Las horas del manubrio (17)

He perdido la costumbre de sujetar un bolígrafo con mi mano derecha y hacerlo deslizar sobre una hoja y aún así, no me siento inútil. Pinto estatuas antiguas de color azul turquesa y cuelgo muñecos amorfos en paredes que me importan más bien poco, y aún así, no me siento inútil. Estoy aprendiendo a balancearme sobre una de las cuatro cuerdas de un violonchelo al que he llamado Heima y todavía no he acabado de decidir si eso es útil o no. Escucho programas de televisión y bailo en mi trabajo. Llega el fin de semana, largo y estupendo, y la puerta de casa sigue cerrada. Recuerdo alguna sensación, un breve impulso de algo parecido a un llanto. Ahora eres un poeta, no porque escribas poesía, si no porque de ti se desprende algo que parece de verdad y… vuelve la sensación en forma de una mancha de sangre que no me atrevo a dibujar. Yo todavía sigo siendo cobarde para escribir. Con el peso de la distancia te diría que era invierno y que escuchábamos a Bach. No lo he vuelto a escuchar hasta ahora y no por nada en particular, supongo que Bach no me interesaba lo más mínimo. Me leíste alguna cosa mientras yo te respondía con historias de estudiantes de cine. Y ahora que los alumnos más aventajados están seleccionados para los oscars y que vuelve a ser invierno y que de nuevo ha llegado Bach, y sigue la puerta cerrada y el ruido, y el papel en blanco y las uñas, como motas, sobre el teclado caminan en forma de araña apaleada, ahora me pareces de verdad: aunque te guste el fútbol.

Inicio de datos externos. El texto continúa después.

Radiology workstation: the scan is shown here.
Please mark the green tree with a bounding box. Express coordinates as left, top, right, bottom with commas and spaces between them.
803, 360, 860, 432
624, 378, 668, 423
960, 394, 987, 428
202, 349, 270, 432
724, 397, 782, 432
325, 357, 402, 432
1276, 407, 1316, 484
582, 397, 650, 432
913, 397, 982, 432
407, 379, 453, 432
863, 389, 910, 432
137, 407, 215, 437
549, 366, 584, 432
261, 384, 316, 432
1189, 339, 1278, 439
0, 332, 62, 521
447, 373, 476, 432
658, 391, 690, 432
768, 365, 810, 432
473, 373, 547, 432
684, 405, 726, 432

Es muy probable que no recuerdes nada pero sin tú quererlo, formas parte de mi bestiario particular, ese que guardo bajo la cama, junto al cubo de plástico de la ropa sucia. De ti aprendí pocas cosas, por entonces no tenía ni la bella costumbre de coleccionar cepillos de dientes de otros, pero ahora quizá te admiro. Es sólo eso.